The front-facing camera is satisfactory at best and once again doesn’t quite match up with what we’ve seen from the Nexus 6p, for example. That’s not to say it’s bad or anything, and it’ll certainly look fantastic for social media and wherever you’re likely sharing selfies, but it’s very soft overall. HDR is available on the front-facing camera, which is a rarity in the industry, and while it definitely helps with those overblown windows and light sources behind you, it pales in comparison to the quality of the HDR available on the rear camera.

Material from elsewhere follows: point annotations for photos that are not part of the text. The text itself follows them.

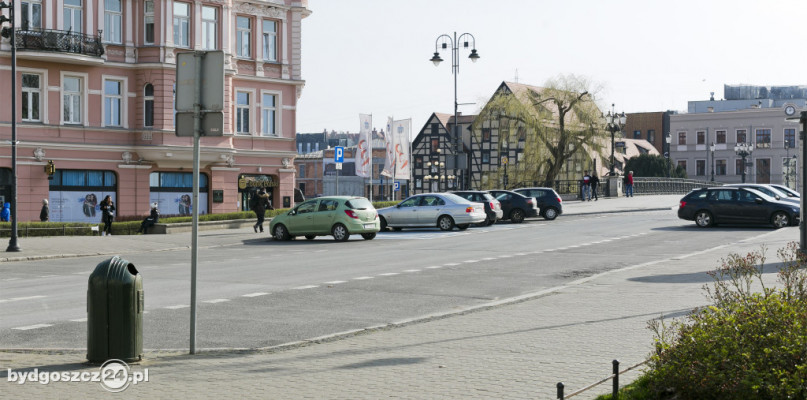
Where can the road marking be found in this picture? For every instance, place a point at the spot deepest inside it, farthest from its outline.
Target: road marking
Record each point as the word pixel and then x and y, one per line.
pixel 29 327
pixel 256 294
pixel 305 287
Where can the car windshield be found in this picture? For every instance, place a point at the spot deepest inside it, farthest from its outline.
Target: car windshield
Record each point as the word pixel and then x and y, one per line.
pixel 359 204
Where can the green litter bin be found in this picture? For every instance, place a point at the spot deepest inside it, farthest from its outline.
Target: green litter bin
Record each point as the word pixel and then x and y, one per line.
pixel 115 312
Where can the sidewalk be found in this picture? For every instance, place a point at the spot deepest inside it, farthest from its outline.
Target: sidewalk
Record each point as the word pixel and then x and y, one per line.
pixel 37 248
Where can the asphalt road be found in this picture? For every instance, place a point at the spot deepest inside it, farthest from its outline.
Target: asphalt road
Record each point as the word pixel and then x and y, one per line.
pixel 263 293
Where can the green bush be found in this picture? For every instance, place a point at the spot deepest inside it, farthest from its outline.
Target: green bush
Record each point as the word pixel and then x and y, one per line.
pixel 749 344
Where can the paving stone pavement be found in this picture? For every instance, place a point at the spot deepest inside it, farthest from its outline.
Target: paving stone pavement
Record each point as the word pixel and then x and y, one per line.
pixel 517 350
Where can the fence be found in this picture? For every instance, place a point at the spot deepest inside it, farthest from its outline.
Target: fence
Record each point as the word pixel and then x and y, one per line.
pixel 614 377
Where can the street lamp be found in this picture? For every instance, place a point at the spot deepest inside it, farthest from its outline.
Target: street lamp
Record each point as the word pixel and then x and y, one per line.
pixel 712 149
pixel 614 123
pixel 744 150
pixel 455 69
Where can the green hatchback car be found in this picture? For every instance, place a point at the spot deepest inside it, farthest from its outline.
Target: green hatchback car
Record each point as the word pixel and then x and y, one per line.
pixel 339 216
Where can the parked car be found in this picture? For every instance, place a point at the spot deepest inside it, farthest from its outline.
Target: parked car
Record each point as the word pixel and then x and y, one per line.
pixel 516 206
pixel 767 189
pixel 735 205
pixel 339 216
pixel 549 201
pixel 443 210
pixel 493 208
pixel 790 192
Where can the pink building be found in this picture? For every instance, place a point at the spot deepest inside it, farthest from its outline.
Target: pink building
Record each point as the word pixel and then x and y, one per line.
pixel 95 94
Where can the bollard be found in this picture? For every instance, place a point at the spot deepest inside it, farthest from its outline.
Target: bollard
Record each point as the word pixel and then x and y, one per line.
pixel 616 379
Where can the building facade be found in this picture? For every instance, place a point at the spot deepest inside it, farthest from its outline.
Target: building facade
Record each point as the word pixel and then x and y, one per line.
pixel 96 89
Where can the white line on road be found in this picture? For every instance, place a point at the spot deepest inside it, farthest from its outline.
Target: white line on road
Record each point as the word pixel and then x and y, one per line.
pixel 255 294
pixel 29 327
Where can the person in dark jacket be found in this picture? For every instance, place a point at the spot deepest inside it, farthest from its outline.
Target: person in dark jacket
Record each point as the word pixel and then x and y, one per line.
pixel 153 218
pixel 44 213
pixel 107 215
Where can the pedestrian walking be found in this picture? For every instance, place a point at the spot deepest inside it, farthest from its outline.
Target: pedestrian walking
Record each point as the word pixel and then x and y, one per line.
pixel 107 215
pixel 44 213
pixel 5 214
pixel 629 184
pixel 586 186
pixel 260 203
pixel 153 218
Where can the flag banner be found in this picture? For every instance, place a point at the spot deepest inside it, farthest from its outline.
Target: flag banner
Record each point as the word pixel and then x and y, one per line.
pixel 364 150
pixel 401 130
pixel 389 160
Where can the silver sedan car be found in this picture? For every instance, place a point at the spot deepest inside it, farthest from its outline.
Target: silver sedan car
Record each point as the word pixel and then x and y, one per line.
pixel 443 210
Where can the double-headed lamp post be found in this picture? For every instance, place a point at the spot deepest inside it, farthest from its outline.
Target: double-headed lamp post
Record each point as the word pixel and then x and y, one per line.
pixel 614 123
pixel 744 150
pixel 455 69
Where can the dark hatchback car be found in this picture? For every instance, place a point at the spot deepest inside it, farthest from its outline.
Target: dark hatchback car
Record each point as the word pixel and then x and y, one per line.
pixel 733 205
pixel 549 201
pixel 516 206
pixel 493 208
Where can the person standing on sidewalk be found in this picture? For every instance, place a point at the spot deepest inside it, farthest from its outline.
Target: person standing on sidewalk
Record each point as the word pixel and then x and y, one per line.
pixel 595 181
pixel 629 184
pixel 44 213
pixel 107 215
pixel 586 186
pixel 261 204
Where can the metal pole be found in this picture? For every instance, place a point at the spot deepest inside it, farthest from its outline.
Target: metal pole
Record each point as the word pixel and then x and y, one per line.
pixel 197 128
pixel 12 243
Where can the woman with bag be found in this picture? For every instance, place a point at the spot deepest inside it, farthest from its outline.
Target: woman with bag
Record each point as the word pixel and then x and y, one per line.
pixel 107 215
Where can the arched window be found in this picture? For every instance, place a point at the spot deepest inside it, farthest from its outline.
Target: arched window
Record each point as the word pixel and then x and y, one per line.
pixel 148 105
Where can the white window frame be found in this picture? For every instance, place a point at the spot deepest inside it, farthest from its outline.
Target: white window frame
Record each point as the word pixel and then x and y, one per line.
pixel 277 109
pixel 242 49
pixel 82 93
pixel 113 19
pixel 29 93
pixel 122 97
pixel 210 27
pixel 269 41
pixel 32 23
pixel 148 19
pixel 182 26
pixel 240 108
pixel 69 14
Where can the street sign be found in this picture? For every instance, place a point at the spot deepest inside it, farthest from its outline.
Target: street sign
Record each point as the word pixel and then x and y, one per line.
pixel 339 155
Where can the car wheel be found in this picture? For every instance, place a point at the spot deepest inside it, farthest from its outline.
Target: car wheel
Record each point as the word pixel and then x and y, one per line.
pixel 281 233
pixel 780 220
pixel 340 233
pixel 445 223
pixel 517 216
pixel 703 219
pixel 550 213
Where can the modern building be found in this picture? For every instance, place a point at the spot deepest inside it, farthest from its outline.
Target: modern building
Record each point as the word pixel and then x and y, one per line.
pixel 95 85
pixel 704 144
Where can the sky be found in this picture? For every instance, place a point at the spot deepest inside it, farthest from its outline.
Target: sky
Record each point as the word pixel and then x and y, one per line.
pixel 372 56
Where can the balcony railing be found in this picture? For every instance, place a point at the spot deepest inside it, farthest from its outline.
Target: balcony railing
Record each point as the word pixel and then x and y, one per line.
pixel 60 41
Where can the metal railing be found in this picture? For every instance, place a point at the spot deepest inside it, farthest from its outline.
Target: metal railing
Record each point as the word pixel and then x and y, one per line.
pixel 60 41
pixel 614 377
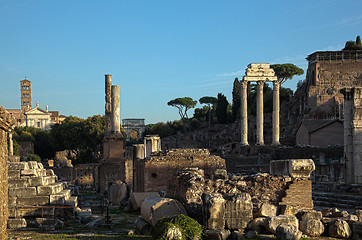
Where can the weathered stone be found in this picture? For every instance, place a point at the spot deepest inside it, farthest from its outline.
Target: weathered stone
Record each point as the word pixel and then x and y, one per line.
pixel 238 211
pixel 14 174
pixel 155 208
pixel 137 198
pixel 305 215
pixel 358 212
pixel 50 189
pixel 251 234
pixel 267 210
pixel 297 168
pixel 340 214
pixel 357 230
pixel 214 211
pixel 288 232
pixel 18 166
pixel 32 201
pixel 22 192
pixel 49 224
pixel 18 183
pixel 236 235
pixel 311 227
pixel 339 229
pixel 271 223
pixel 213 234
pixel 84 215
pixel 16 223
pixel 143 226
pixel 118 192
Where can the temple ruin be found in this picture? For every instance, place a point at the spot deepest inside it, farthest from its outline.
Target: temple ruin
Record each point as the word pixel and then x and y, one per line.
pixel 259 73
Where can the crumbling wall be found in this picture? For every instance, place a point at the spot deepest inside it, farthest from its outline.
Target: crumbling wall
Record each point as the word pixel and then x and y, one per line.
pixel 159 171
pixel 6 124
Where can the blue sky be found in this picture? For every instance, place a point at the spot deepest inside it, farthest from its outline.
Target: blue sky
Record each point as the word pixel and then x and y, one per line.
pixel 157 50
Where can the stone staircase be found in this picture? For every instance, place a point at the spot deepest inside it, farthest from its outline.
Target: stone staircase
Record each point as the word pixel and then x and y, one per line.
pixel 35 194
pixel 341 201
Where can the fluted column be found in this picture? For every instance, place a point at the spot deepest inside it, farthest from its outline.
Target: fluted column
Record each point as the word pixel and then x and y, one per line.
pixel 276 106
pixel 116 116
pixel 259 113
pixel 108 107
pixel 244 113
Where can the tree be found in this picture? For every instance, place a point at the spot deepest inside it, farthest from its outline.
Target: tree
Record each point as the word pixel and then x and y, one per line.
pixel 209 101
pixel 182 104
pixel 236 100
pixel 221 108
pixel 286 71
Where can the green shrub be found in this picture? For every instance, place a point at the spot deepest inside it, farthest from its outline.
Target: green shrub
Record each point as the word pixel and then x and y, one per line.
pixel 189 227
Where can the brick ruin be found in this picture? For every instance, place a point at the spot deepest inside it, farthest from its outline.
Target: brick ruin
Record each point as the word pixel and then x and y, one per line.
pixel 6 126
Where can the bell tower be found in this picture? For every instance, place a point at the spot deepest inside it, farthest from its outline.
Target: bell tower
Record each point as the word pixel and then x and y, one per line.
pixel 25 96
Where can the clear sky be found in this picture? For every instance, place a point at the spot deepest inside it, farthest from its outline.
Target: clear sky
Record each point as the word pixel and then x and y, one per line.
pixel 157 50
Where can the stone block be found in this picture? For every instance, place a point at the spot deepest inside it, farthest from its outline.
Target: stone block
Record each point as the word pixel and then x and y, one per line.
pixel 288 232
pixel 267 210
pixel 18 166
pixel 34 212
pixel 118 192
pixel 271 223
pixel 14 174
pixel 50 189
pixel 296 168
pixel 358 212
pixel 311 227
pixel 214 211
pixel 22 192
pixel 214 234
pixel 33 164
pixel 137 198
pixel 32 201
pixel 29 172
pixel 155 208
pixel 144 227
pixel 238 211
pixel 16 223
pixel 339 229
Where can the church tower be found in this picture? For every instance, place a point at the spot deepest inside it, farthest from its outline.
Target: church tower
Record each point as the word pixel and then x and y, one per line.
pixel 25 90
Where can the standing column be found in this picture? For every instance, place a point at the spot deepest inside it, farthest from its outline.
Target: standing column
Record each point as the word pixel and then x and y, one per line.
pixel 244 113
pixel 259 113
pixel 108 107
pixel 115 116
pixel 276 106
pixel 11 144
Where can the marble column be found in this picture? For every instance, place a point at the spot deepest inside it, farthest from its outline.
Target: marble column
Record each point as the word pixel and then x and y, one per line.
pixel 108 107
pixel 276 106
pixel 11 144
pixel 259 113
pixel 244 113
pixel 115 115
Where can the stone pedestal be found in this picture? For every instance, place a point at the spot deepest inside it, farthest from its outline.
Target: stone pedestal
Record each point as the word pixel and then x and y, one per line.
pixel 244 113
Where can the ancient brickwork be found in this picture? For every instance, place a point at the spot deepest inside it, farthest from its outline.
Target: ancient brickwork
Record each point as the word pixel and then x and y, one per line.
pixel 159 171
pixel 6 125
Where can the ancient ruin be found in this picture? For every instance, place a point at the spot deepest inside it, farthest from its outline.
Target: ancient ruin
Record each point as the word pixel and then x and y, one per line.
pixel 260 73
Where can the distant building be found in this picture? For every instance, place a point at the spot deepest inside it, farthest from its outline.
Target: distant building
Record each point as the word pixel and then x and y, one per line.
pixel 33 117
pixel 134 127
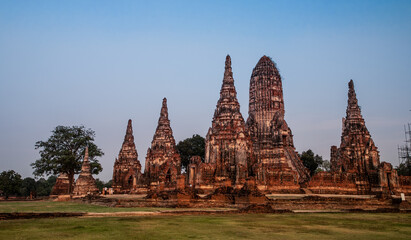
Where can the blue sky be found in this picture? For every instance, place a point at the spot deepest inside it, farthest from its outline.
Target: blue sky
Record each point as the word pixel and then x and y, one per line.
pixel 100 63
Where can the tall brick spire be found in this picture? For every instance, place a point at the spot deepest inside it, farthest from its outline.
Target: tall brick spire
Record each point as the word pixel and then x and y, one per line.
pixel 228 147
pixel 271 136
pixel 163 161
pixel 127 167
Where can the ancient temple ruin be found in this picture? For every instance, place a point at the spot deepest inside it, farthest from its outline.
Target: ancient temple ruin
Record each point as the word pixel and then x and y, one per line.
pixel 163 163
pixel 355 165
pixel 278 166
pixel 127 167
pixel 85 183
pixel 228 148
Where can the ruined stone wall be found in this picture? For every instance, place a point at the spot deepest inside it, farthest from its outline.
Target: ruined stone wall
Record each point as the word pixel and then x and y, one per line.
pixel 127 167
pixel 277 161
pixel 163 163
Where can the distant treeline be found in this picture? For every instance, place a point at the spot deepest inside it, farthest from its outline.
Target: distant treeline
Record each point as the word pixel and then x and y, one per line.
pixel 11 184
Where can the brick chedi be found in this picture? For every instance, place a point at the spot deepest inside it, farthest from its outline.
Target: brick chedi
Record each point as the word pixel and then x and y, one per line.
pixel 357 155
pixel 62 185
pixel 85 183
pixel 163 163
pixel 228 148
pixel 127 167
pixel 278 166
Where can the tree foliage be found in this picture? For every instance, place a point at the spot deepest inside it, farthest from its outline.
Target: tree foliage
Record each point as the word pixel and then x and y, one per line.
pixel 189 147
pixel 311 161
pixel 10 183
pixel 63 152
pixel 101 184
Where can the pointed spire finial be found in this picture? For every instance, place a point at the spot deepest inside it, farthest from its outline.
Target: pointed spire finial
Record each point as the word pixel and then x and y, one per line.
pixel 86 155
pixel 129 130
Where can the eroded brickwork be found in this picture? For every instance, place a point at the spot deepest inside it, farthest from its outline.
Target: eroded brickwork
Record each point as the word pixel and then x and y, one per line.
pixel 357 160
pixel 228 152
pixel 62 185
pixel 127 167
pixel 85 183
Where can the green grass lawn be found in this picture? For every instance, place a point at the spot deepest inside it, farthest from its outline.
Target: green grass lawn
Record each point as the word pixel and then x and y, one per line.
pixel 50 206
pixel 234 226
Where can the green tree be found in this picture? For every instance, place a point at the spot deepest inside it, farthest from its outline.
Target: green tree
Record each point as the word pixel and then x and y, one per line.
pixel 10 183
pixel 311 161
pixel 108 184
pixel 194 146
pixel 63 152
pixel 99 184
pixel 325 166
pixel 404 169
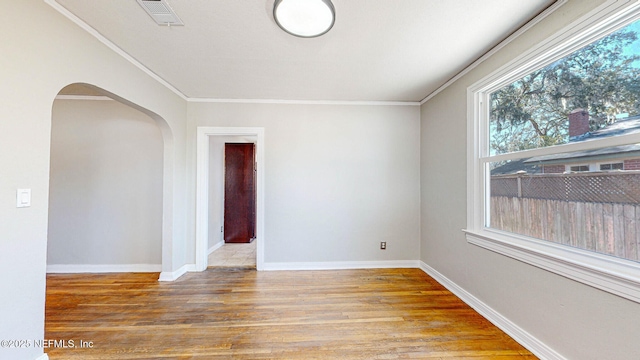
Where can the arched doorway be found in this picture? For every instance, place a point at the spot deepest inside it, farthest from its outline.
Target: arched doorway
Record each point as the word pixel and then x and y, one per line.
pixel 107 188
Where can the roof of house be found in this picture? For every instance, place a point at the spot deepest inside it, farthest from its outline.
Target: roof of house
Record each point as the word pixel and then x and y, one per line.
pixel 626 126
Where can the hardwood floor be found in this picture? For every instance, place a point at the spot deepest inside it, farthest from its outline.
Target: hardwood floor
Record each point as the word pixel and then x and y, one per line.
pixel 244 314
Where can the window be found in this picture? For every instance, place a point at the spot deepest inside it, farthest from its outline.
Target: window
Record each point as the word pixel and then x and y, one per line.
pixel 546 132
pixel 612 166
pixel 579 168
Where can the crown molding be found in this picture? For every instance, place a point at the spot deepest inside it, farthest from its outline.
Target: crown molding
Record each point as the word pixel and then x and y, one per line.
pixel 546 12
pixel 84 97
pixel 93 32
pixel 304 102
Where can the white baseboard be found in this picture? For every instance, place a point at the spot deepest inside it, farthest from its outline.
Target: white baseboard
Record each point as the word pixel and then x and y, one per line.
pixel 525 339
pixel 174 275
pixel 341 265
pixel 215 247
pixel 90 268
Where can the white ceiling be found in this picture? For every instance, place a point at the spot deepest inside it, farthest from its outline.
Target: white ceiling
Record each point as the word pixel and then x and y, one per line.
pixel 378 50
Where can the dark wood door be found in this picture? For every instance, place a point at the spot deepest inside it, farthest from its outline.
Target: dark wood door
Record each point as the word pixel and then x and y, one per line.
pixel 239 193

Lastly we’ll cover video quality, which is downright incredible to say the least. Samsung has been utilizing a hybrid optical hardware-driven and digital hybrid stabilization model since the Galaxy S6 family, and it once again pays off here in sheer quality and stability. Videos look smooth and professional, even walking around holding the phone with one hand. 1080p video is the highest that this hybrid stabilization can work at though, so 4K video is only optically stabilized. This results in more shaky footage but obviously much sharper footage thanks to the increased resolution of 4K, but we’ll leave it up to you to decide what’s best. 4K is obviously more future proof, and with more and more 4K displays making it to living rooms around the world it may be better to just stick with that. Don’t forget to change the resolution setting though, as 1080p is still the default. Check out all the photo and video samples in the gallery below, and see the descriptions of each for more detail.
Mind-blowing screen and interesting edge display
Superb build quality
High resolution, balanced sound output
Truly excellent TouchWiz software
Incredible camera software
MicroSD card support
Dustproof and water-resistant
Much lower price from last year’s model
Slippery, slippery, slippery
Edge display doesn’t make sense for everyone
Some odd palm rejection issues with the screen, particularly on the edge displays
Mediocre bottom-facing speaker
Camera still takes blurry shots in low light at times
The Galaxy S7 Edge is absolutely the best phone Samsung has ever made, bar none. Sure there are some issues, but most of these are software ones that’ll likely get addressed in some form or another over the next few updates. The only hardware problems per say are the ultra slippery build, which is difficult to get around without a case, and that speaker on the bottom where waterproofing seriously degrades the quality from what it could be. What you’re looking at though is absolutely the highest quality display on the market, the best performance, great multi-tasking abilities with lots of RAM and multi-window support, a phenomenal camera, high-resolution audio output and plenty more. Even if the edge screen doesn’t make much sense for you in function, it’s beautiful form might just be enough to sway you over to paying out a little bit more for it. The more natural, non-gaudy colors of the Galaxy S7 family really help the look too, and make this likely one of the very best phones you’ll be able to get all year.